Satu ton biomassa rumput laut harganya kurang dari $100 agar cukup kompetitif untuk menggantikan minyak mentah dengan bahan bakar fosil, kata Nelson Vadaseri, salah satu pendiri start-up pertanian laut Sea6 Energy.

Untuk menekan biaya, industri rumput laut perlu ditingkatkan dengan mekanisasi budidaya laut dan meningkatkan hasil dengan benih yang lebih baik, tetapi membuka potensi masih sulit karena kurangnya dana dan investor untuk rumput laut tidak se-mainstream biofuel lainnya, kata Nelson.

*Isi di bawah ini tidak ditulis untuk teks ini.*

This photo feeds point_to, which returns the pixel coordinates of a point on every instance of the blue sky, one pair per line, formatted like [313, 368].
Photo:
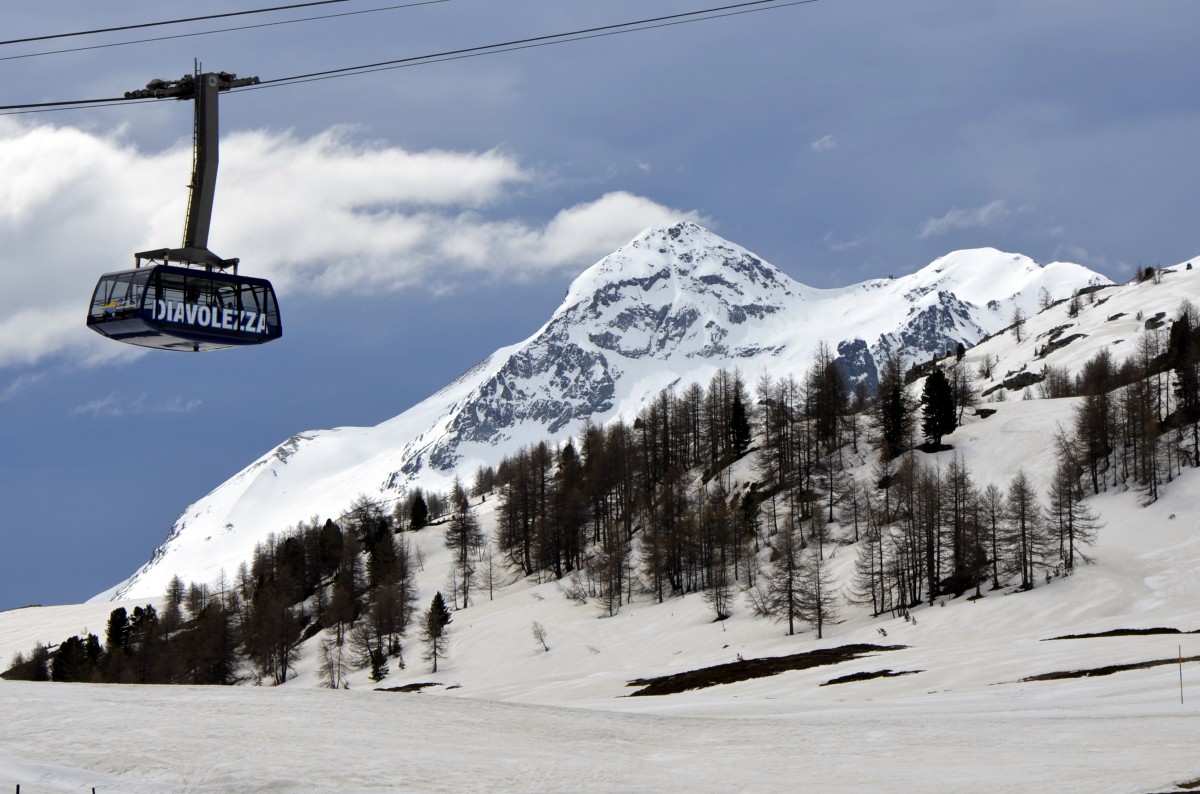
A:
[415, 220]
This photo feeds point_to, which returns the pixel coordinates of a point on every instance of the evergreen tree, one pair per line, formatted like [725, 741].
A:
[739, 423]
[418, 511]
[433, 631]
[893, 414]
[937, 401]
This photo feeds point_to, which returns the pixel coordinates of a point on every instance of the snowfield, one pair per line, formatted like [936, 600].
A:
[507, 716]
[957, 714]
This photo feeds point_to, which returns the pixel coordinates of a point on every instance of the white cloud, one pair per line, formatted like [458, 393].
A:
[837, 245]
[825, 144]
[21, 384]
[323, 215]
[979, 217]
[114, 404]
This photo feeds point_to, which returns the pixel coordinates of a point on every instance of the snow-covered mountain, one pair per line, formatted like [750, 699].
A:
[670, 308]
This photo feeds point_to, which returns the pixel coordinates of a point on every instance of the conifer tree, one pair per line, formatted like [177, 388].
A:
[433, 631]
[937, 399]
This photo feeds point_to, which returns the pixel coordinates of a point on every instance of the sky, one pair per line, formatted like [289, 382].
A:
[415, 220]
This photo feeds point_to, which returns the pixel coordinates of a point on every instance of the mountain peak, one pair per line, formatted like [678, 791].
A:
[670, 308]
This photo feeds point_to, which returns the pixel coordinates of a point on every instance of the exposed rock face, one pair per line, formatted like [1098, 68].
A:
[670, 308]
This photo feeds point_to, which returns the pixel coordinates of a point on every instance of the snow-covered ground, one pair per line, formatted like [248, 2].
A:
[504, 715]
[508, 716]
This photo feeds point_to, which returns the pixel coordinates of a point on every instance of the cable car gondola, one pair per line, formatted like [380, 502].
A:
[189, 299]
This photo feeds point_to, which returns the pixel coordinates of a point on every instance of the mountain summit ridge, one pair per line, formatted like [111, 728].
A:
[672, 307]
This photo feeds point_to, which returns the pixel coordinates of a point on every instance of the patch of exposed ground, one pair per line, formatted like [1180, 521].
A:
[408, 687]
[868, 677]
[1126, 632]
[750, 668]
[1109, 669]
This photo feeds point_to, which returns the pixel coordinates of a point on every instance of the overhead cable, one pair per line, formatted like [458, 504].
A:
[221, 30]
[718, 12]
[169, 22]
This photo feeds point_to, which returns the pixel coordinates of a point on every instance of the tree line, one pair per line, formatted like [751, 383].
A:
[709, 489]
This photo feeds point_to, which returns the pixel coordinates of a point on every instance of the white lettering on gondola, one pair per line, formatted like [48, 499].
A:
[210, 317]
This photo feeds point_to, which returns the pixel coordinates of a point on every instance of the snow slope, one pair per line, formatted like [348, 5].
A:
[671, 308]
[503, 715]
[526, 720]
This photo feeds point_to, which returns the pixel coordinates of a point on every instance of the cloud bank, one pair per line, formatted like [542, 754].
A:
[978, 217]
[324, 215]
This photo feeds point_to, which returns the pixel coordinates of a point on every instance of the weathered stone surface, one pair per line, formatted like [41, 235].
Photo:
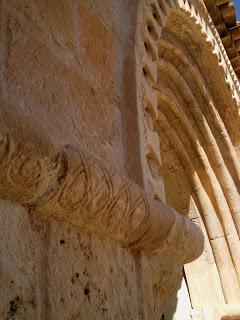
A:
[144, 86]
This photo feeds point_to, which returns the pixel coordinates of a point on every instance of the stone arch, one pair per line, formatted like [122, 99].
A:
[189, 119]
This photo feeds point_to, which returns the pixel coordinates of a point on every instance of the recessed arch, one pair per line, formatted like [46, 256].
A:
[189, 114]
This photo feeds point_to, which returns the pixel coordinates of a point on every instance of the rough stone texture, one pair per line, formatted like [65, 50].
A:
[148, 87]
[190, 129]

Namun, dia berpendapat bahwa teknologi rumput laut menjanjikan dan mungkin merupakan pilihan yang lebih baik daripada sumber bahan bakar nabati lainnya, yang tidak bersaing dengan pasokan makanan, menyebabkan deforestasi, dan mengganggu pasokan air bersih seperti tanaman yang ditanam di darat. –Jakarta Post/ANN

LEAVE A RESPONSE

Alamat email Anda tidak akan dipublikasikan. Ruas yang wajib ditandai *

"Pemikir jahat. Sarjana musik. Komunikator yang ramah hipster. Penggila bacon. Penggemar internet amatir. Introvert."